一路打听,终于来到了“都知兵马使”府。这便是安庆绪的府邸,坐落于范阳的闹市区。
守门卫兵见是李峥来拜访,急忙进去通报。半晌,安庆绪带着随从迎出,一副颇为诧异之情,见了李峥,抱拳一揖:“不知郎君前来,失敬失敬。”
李峥迎上两步,一揖:“初来贵地,未经允许,斗胆前来贵府拜访,还望恕罪。李某此来,确有要事与使君相商,不知可否一叙?”
“啊?找我商量要事?”安庆绪丈二和尚摸不着头脑,“嗯……好吧好吧,那请,有请。”有点语无伦次,这才伸手一示,有请李峥入府。
李峥翻过年的年龄也不过二十岁,观安庆绪比自己还要大些,笑了笑,道:“好。”回身对荔非守瑜道:“你带他们在外边候着,不必进来。”
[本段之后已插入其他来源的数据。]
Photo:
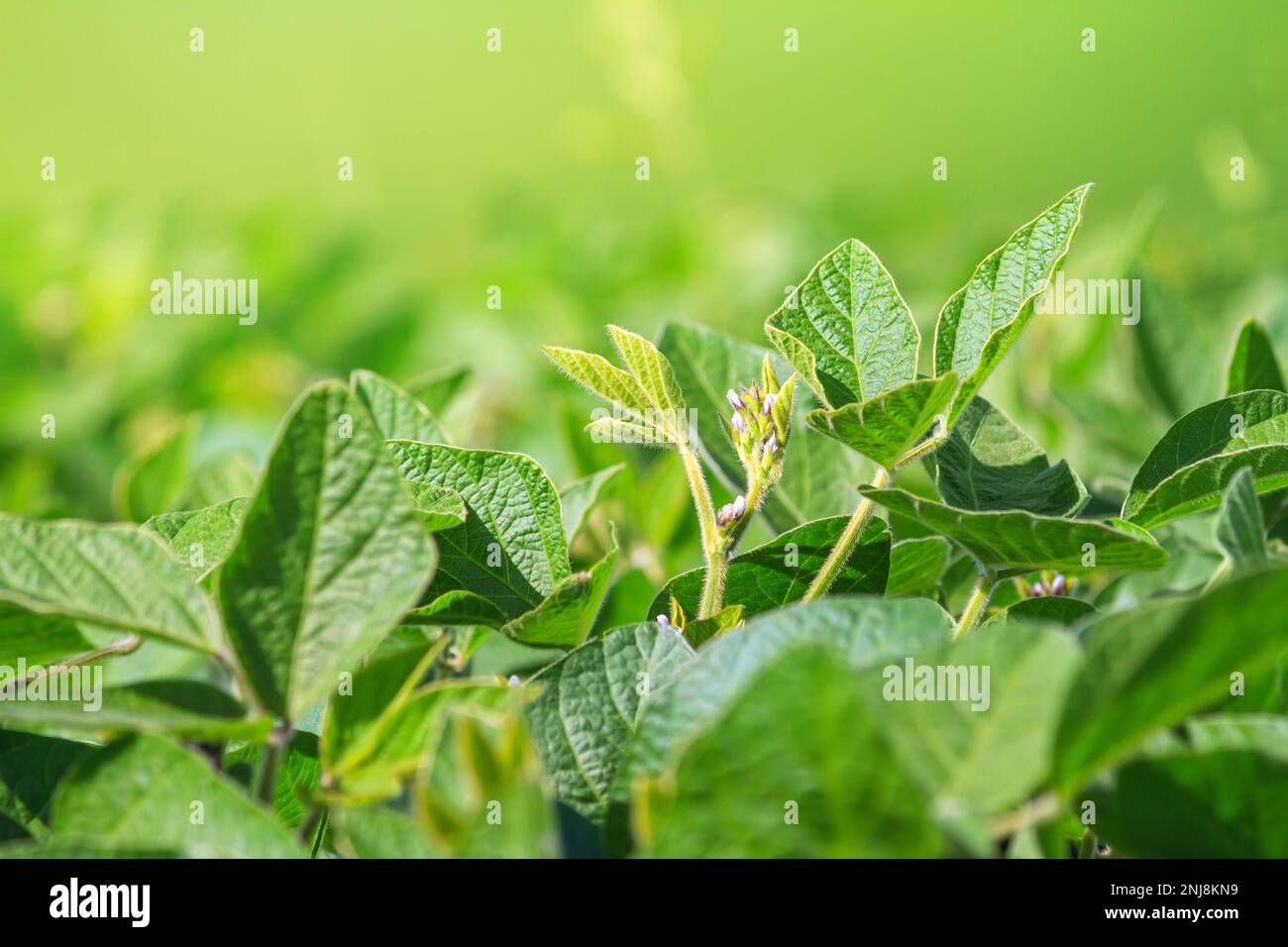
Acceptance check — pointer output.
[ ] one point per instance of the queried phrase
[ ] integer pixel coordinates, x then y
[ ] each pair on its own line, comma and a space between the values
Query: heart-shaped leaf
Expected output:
915, 567
580, 497
781, 571
1188, 471
141, 793
990, 464
590, 703
1016, 541
201, 539
153, 479
984, 317
1223, 795
189, 709
1252, 363
986, 745
846, 329
397, 414
778, 776
1150, 668
889, 425
330, 556
510, 549
110, 575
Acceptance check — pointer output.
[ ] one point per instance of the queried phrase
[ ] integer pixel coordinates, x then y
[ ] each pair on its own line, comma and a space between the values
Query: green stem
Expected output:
269, 761
840, 553
712, 587
975, 605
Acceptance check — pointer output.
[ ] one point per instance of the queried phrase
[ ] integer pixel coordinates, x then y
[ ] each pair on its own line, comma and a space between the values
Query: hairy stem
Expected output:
712, 587
844, 547
975, 605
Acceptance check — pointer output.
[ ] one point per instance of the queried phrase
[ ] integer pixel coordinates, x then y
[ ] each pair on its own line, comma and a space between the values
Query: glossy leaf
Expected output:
1188, 471
330, 554
846, 329
591, 701
1252, 363
781, 571
510, 549
888, 425
395, 412
1153, 667
201, 539
108, 575
990, 464
142, 792
1014, 541
915, 567
1239, 528
984, 317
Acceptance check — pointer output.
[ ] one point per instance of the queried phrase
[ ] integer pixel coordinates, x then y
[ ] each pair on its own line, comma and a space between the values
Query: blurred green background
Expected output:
516, 169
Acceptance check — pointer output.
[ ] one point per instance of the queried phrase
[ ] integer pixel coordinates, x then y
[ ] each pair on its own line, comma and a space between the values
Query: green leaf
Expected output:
915, 567
781, 571
297, 774
30, 768
984, 317
700, 630
37, 638
1188, 471
485, 766
110, 575
863, 630
330, 556
143, 792
356, 716
381, 832
651, 368
580, 497
818, 474
458, 607
1239, 528
1016, 541
567, 615
990, 464
590, 703
888, 425
397, 414
988, 745
438, 388
200, 539
154, 478
226, 475
846, 329
795, 766
1252, 363
510, 551
1222, 796
189, 709
1057, 609
439, 508
601, 377
1150, 668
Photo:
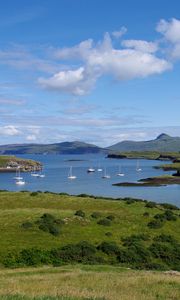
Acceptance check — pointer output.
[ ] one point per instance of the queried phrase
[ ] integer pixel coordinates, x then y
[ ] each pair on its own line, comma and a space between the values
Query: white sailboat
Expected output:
138, 169
91, 170
20, 182
120, 173
41, 175
34, 173
99, 169
70, 175
106, 176
18, 175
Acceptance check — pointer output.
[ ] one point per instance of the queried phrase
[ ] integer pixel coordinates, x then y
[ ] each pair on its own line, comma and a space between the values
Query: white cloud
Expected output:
119, 33
9, 130
171, 33
171, 30
138, 60
31, 138
139, 45
77, 82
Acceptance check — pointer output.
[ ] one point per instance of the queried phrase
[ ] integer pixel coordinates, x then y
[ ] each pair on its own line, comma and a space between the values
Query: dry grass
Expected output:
95, 282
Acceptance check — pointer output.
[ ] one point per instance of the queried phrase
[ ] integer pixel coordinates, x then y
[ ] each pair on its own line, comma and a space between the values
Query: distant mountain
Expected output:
58, 148
163, 143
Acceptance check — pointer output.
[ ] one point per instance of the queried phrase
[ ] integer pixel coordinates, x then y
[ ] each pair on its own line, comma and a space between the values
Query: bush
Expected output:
155, 224
168, 253
136, 255
50, 224
27, 225
110, 217
104, 222
165, 238
108, 234
81, 252
96, 215
151, 204
130, 240
146, 214
80, 213
110, 248
130, 201
34, 194
169, 206
168, 215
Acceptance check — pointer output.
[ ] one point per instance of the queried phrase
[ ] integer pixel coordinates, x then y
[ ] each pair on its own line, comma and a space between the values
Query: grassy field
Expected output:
87, 282
77, 281
25, 164
19, 207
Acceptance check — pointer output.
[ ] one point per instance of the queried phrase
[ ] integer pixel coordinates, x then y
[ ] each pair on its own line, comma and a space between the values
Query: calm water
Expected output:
56, 168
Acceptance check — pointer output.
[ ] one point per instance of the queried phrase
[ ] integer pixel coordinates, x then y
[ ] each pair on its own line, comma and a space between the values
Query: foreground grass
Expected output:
87, 282
16, 208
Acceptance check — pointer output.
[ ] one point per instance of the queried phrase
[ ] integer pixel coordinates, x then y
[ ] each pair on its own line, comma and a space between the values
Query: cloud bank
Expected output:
88, 61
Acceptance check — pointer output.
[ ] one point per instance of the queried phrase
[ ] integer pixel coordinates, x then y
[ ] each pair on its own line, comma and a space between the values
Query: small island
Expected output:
162, 180
12, 163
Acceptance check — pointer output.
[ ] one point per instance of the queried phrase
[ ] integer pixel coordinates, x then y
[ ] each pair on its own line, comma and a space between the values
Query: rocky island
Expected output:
12, 163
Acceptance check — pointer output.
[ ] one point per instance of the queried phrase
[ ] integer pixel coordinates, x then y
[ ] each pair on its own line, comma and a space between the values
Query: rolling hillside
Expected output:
58, 148
162, 143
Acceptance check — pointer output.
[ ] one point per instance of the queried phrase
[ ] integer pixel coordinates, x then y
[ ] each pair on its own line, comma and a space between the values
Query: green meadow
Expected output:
22, 214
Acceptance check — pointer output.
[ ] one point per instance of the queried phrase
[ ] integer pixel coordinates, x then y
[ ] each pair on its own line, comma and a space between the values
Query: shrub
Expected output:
169, 216
150, 204
108, 234
130, 201
27, 225
34, 194
54, 230
155, 224
49, 223
96, 215
146, 214
104, 222
110, 217
130, 240
136, 255
110, 248
81, 252
169, 253
80, 213
165, 238
169, 206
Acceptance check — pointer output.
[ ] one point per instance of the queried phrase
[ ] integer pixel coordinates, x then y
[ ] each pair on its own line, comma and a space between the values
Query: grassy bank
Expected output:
88, 282
9, 163
45, 228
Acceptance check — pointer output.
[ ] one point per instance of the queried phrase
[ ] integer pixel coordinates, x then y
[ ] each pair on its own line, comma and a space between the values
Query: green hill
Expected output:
58, 148
87, 248
163, 143
45, 228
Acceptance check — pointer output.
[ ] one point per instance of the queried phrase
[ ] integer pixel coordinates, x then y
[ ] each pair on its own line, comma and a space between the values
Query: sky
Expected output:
89, 70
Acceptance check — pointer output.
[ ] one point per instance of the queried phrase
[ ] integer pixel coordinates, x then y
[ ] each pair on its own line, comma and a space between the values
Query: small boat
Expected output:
40, 174
106, 176
99, 169
91, 170
120, 172
20, 182
70, 175
18, 176
34, 173
138, 169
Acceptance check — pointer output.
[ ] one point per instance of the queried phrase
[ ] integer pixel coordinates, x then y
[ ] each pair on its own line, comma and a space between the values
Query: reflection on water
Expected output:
56, 169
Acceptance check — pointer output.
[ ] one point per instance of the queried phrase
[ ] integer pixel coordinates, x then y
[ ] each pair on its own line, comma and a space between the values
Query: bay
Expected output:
56, 168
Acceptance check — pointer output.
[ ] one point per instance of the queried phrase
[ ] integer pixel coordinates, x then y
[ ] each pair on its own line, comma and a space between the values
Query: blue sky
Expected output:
96, 71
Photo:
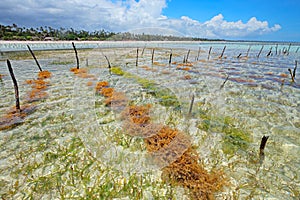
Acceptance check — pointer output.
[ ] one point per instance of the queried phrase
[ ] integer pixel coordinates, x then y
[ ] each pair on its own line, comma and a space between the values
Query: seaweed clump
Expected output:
15, 117
81, 72
171, 150
38, 86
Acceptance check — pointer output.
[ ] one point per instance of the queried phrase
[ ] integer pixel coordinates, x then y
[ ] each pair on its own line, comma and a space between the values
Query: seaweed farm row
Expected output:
151, 121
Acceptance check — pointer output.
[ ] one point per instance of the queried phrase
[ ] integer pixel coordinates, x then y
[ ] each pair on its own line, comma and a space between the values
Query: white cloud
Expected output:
123, 15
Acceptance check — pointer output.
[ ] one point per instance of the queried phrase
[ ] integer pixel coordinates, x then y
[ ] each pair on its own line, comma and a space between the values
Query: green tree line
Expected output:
14, 32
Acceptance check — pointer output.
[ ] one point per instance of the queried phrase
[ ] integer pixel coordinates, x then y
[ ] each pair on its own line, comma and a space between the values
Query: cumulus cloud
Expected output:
119, 15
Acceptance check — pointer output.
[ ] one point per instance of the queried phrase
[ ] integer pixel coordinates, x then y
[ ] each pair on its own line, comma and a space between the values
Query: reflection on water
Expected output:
226, 123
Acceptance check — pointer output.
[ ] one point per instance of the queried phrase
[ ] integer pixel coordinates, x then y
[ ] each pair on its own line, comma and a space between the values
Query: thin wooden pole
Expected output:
152, 57
143, 51
294, 72
170, 58
209, 53
198, 53
76, 55
248, 51
292, 76
187, 56
109, 66
15, 86
36, 61
262, 148
288, 50
270, 52
223, 52
224, 82
191, 105
260, 51
137, 57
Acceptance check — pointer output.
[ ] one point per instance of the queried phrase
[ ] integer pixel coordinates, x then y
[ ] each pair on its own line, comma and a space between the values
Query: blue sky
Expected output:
271, 20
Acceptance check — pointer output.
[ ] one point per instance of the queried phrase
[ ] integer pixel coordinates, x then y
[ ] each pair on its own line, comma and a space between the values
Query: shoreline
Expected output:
132, 41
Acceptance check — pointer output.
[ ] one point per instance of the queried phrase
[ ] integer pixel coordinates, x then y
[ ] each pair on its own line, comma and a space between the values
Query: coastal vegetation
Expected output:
14, 32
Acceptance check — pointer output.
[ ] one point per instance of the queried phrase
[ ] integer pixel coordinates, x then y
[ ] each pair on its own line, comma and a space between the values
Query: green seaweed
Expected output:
235, 138
164, 95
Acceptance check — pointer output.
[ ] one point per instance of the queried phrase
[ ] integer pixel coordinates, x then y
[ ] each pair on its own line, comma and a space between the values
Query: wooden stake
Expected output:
109, 66
36, 61
143, 51
209, 53
137, 57
260, 51
170, 58
269, 52
222, 52
15, 86
292, 76
187, 56
248, 51
198, 53
191, 105
262, 147
152, 57
224, 82
76, 55
294, 72
288, 50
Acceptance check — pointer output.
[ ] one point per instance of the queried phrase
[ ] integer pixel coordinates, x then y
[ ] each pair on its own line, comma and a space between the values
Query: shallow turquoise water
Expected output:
258, 99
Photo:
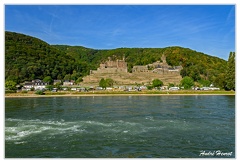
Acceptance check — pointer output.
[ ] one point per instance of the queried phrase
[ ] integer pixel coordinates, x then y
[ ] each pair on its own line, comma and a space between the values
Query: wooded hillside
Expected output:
28, 58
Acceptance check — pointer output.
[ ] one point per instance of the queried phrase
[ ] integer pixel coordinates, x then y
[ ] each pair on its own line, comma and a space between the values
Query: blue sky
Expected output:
206, 28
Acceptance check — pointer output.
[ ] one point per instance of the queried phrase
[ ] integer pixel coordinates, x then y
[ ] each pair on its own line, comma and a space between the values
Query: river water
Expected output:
120, 126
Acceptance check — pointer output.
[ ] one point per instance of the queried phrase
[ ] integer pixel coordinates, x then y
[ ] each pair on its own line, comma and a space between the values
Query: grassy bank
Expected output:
109, 93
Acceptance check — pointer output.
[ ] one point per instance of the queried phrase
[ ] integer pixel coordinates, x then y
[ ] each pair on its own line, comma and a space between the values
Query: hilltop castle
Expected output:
111, 66
118, 71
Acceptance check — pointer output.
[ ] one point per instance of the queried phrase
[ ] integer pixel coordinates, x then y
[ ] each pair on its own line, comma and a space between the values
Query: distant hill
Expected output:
29, 58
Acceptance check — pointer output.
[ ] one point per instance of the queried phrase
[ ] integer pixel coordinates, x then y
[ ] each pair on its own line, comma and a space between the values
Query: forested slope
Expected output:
28, 58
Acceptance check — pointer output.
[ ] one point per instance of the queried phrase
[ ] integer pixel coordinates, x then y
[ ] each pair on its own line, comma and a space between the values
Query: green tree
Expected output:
58, 85
187, 82
48, 80
109, 82
230, 74
102, 83
79, 80
50, 87
11, 85
157, 83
荔非守瑜很犹豫,现下危机四伏,倘若不跟着巫郎,出点意外可怎么办呢?正当他不知该怎么表态时,安庆绪道:“哦,叫你的兵也进来吧,另安排房舍候着。”
一群人便跟着李峥进了府门。
李峥继承了穿越前后的双重记忆,也就继承了原体李峥的武艺,再有手枪在身,应付一般的危机还是绰绰有余的。在他的示意下,荔非守瑜自带了郎兵随着仆从另寻暂歇之地了。
李峥是贵客,也是意外之客,顶着部落巫郎的名号,安庆绪自然不会怠慢他,家仆忙里忙外好一阵,以款待贵宾的礼节招待了李峥。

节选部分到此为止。